Artists such as Madonna, R.E.M., and Bon Jovi are hitting the big venues (Comcast Center, TD Banknorth Garden), as are reunited and scarce acts like New Kids on the Block and George Michael. Those who fall into that gray area of having been big or interesting enough in the ’80s to still command a cult audience include Duran Duran and the double bill of Tom Tom Club and Devo. (And that’s not even counting acts that had thriving careers in the ’70s but hit commercial pop peaks in the ’80s, like Heart, Stevie Nicks, the Police and John Mellencamp.)
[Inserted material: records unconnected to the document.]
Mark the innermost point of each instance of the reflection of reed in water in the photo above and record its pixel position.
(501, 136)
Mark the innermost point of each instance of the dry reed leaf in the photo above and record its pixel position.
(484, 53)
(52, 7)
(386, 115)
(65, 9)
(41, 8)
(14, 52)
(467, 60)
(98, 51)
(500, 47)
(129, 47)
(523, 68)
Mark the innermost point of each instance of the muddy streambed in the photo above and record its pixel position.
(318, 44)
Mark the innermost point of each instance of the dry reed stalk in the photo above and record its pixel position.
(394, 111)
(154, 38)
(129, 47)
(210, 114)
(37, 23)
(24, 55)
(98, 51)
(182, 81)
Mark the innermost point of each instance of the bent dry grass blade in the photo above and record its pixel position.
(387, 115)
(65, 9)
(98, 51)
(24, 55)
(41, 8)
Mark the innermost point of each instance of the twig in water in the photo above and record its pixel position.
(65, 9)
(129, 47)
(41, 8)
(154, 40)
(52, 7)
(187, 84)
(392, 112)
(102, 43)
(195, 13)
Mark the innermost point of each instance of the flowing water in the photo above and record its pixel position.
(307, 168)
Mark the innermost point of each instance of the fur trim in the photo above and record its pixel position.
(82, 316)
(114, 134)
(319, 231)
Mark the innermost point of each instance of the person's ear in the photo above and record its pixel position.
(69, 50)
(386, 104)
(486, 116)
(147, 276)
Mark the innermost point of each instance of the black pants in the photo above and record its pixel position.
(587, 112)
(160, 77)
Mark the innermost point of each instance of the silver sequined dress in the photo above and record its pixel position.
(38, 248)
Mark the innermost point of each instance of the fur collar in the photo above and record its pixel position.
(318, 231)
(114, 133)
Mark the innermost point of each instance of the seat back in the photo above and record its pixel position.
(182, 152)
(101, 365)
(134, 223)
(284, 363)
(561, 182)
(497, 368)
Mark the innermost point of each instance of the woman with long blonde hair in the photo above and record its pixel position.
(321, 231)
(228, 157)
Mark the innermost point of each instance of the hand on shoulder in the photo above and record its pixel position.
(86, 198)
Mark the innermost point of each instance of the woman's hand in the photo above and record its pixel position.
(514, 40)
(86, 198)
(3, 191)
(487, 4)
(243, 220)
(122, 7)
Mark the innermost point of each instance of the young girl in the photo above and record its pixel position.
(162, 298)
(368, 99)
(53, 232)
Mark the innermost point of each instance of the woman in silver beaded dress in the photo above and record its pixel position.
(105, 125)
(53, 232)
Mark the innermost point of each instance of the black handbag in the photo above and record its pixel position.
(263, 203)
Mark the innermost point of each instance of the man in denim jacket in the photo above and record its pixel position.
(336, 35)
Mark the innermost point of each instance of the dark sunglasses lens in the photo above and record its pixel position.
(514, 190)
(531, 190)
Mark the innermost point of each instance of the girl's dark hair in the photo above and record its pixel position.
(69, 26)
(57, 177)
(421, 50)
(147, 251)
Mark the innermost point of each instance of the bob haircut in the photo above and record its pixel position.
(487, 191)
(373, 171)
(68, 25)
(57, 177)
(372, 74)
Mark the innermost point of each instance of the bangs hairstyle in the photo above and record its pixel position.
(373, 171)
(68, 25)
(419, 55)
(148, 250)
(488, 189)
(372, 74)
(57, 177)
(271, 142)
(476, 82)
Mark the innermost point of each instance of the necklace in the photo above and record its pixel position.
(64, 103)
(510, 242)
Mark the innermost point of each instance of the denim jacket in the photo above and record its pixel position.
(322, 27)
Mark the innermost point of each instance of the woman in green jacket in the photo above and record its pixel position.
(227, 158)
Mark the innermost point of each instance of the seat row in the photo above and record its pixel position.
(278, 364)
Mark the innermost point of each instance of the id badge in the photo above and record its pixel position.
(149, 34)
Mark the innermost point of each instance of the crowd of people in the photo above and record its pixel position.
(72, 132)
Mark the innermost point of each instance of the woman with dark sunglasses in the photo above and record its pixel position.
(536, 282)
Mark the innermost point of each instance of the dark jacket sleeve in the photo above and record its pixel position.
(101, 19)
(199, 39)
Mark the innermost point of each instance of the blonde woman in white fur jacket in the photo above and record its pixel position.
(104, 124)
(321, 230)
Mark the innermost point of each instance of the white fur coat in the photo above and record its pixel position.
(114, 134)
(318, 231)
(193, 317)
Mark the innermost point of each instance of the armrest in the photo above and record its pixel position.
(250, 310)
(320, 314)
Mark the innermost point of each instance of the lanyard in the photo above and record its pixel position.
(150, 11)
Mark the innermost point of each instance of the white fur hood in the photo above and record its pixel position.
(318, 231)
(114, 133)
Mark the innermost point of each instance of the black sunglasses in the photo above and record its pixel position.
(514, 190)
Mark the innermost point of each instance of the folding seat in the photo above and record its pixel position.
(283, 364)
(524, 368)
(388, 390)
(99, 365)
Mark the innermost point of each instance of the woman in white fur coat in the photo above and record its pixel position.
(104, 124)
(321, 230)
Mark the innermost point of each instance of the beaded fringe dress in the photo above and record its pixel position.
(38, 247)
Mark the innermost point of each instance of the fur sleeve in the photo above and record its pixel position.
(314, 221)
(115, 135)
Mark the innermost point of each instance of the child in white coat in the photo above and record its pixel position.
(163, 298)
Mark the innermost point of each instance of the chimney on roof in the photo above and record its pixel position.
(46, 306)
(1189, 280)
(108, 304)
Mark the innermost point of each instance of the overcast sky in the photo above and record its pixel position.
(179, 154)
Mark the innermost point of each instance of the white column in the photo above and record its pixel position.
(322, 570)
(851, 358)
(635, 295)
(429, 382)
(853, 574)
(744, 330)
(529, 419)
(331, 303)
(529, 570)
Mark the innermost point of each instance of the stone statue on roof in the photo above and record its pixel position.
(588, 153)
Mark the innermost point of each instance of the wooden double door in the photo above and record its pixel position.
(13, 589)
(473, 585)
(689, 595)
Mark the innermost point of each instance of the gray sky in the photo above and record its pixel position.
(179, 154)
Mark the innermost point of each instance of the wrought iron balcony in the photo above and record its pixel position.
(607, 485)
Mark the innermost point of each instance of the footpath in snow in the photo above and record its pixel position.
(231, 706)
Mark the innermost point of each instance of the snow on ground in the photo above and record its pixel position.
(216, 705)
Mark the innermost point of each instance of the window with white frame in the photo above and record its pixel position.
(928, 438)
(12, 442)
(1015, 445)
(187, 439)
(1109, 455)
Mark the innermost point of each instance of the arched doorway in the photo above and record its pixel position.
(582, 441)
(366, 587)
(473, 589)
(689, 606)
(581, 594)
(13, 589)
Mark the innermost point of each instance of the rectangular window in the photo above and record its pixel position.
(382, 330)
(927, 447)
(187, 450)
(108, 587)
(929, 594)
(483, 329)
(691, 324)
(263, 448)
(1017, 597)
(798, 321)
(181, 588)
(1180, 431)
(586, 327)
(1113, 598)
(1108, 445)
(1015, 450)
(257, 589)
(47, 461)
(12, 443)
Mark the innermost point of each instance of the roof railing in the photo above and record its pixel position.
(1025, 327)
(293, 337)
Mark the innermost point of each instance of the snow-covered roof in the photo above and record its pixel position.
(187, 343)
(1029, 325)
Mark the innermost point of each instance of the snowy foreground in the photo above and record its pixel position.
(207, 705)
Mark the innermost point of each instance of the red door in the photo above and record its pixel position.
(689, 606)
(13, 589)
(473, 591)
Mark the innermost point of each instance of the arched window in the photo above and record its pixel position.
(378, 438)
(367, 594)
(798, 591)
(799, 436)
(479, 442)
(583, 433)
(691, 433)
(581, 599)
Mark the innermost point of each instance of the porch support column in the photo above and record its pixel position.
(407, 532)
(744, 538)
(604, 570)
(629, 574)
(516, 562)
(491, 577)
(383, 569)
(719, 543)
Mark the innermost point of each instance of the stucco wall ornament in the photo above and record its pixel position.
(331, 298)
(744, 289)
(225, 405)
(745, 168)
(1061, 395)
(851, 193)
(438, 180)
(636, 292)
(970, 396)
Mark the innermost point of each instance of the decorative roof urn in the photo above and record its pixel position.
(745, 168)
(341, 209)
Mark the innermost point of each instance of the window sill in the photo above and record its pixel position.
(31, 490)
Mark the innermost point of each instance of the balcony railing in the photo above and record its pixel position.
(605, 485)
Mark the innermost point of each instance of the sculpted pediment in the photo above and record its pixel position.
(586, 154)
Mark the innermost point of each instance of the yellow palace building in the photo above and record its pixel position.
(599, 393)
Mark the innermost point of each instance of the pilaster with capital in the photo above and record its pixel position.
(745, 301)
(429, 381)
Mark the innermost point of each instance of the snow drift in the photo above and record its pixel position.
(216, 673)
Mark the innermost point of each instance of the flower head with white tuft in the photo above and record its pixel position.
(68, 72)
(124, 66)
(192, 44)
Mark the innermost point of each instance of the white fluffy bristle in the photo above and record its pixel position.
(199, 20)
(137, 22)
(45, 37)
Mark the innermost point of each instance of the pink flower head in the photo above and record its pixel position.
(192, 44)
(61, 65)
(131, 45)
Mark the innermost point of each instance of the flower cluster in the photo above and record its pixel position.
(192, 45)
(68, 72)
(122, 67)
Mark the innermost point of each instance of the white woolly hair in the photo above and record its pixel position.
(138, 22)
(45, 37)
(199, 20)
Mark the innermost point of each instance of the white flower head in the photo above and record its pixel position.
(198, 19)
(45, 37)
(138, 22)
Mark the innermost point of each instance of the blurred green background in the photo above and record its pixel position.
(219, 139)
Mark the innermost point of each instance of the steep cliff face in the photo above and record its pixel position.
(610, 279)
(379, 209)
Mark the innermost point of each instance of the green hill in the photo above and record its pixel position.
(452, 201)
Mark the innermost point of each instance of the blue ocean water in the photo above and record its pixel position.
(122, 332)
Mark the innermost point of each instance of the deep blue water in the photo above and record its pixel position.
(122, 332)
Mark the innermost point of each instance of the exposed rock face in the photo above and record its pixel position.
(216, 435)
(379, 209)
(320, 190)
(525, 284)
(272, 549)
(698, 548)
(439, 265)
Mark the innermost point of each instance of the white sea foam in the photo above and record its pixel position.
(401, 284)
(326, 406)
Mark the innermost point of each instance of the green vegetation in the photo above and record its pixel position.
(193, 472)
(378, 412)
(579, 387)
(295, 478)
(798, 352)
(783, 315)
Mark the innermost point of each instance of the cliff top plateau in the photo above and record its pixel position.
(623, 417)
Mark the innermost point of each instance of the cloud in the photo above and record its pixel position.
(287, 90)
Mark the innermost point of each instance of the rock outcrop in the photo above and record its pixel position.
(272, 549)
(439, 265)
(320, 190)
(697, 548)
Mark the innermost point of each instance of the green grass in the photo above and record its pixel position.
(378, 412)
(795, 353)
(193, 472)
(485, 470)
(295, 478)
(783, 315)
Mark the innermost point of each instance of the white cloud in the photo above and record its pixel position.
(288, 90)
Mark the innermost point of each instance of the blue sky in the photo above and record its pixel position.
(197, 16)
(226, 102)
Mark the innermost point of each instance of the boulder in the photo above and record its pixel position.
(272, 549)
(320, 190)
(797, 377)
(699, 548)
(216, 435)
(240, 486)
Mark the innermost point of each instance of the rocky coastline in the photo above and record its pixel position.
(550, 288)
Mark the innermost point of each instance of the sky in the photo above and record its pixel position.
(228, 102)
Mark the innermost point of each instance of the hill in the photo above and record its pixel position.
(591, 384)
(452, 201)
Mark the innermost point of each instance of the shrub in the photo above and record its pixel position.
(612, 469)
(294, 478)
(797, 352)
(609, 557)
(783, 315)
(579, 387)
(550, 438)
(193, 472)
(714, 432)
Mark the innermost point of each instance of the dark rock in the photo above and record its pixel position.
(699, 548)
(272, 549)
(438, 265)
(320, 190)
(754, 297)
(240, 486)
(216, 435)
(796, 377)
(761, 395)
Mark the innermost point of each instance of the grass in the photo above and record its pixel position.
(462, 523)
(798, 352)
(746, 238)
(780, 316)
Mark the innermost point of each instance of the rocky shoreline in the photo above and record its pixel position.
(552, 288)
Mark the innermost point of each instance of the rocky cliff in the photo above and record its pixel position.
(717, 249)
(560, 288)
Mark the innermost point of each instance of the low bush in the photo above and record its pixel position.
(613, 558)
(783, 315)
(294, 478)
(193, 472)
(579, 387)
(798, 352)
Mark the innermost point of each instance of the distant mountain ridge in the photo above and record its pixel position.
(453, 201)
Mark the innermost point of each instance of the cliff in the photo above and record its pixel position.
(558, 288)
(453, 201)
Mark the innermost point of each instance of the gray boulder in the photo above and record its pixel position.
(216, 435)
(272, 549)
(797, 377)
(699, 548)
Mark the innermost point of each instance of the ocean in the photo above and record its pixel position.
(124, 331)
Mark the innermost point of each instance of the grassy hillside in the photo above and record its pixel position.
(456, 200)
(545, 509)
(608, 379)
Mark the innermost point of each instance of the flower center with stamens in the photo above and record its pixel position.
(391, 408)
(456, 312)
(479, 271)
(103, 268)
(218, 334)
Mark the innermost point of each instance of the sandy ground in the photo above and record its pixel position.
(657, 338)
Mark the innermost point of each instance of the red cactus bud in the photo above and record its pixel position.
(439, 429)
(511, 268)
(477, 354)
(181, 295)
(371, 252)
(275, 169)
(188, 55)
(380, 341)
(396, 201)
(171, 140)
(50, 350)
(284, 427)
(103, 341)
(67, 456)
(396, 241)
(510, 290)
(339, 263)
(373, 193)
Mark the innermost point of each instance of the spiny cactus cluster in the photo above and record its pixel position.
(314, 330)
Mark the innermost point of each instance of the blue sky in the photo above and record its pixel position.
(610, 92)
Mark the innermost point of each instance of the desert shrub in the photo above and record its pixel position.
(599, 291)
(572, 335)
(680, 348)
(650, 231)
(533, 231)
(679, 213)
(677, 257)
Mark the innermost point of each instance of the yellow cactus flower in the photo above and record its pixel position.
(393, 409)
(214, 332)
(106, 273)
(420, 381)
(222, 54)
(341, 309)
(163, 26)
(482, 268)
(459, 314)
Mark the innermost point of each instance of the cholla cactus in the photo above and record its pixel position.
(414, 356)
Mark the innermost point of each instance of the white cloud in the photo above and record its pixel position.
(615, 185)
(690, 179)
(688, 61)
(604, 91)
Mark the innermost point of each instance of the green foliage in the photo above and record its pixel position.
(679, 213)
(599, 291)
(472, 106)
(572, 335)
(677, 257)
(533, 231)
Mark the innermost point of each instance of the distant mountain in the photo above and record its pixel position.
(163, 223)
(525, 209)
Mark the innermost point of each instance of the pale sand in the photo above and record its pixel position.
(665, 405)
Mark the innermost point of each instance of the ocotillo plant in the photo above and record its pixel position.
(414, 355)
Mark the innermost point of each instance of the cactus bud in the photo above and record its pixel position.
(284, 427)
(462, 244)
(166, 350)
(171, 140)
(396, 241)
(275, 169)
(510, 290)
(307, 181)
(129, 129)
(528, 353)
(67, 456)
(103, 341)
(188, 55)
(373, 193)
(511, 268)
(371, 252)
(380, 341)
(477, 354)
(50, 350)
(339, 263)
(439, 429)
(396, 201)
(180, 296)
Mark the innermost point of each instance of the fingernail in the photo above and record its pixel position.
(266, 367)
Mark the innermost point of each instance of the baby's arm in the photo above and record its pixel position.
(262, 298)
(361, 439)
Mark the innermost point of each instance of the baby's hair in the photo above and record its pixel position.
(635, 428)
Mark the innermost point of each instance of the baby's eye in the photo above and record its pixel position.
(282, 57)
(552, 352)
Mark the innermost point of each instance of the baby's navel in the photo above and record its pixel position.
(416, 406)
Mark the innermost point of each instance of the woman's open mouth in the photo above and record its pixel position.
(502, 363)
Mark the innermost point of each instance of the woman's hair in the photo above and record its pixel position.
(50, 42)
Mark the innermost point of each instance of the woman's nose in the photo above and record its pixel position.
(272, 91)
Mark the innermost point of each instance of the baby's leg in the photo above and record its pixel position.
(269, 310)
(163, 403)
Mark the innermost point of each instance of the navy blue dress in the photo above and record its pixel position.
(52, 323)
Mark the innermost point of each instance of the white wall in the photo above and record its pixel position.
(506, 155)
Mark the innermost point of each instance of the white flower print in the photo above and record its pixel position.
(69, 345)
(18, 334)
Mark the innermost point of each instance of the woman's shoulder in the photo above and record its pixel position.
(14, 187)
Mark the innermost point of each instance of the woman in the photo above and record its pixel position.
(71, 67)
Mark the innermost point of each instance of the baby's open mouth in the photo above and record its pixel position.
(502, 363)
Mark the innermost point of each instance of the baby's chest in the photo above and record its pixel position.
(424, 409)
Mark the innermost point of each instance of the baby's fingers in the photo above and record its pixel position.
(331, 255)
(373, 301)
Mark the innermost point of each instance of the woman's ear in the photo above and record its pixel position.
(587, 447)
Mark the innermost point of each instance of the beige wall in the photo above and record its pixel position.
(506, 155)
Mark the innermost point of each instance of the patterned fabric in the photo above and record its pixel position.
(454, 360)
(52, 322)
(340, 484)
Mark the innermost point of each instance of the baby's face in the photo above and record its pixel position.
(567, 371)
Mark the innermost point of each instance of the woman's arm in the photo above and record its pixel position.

“I guess what goes around comes around, like they always said,” says Chris Frantz, drummer for the Tom Tom Club and the Talking Heads, of the ’80s invasion. “I know that on the live music scene, it really helps to sell tickets to have a band that does a real show and can really play. And back in the ’80s, people still knew how to play. I’m not knocking electronic music or sequencing in any way, but I think people like to see a band that can actually rock out a little bit, get funky.”
Or at the very least accurately reproduce the music of their parachute-panted youth.
Pete Byrne, of Naked Eyes, is happy to revisit the music history he made with his late partner Rob Fisher. “When you have a song like “Always Something There to Remind Me” or “Promises, Promises,” and you’re playing to a lot of people and they all sing along with it, what would you rather be doing?” he asks.
And, it doesn’t hurt that many of the sounds of ’80s are being recycled and reinvented by the current generation.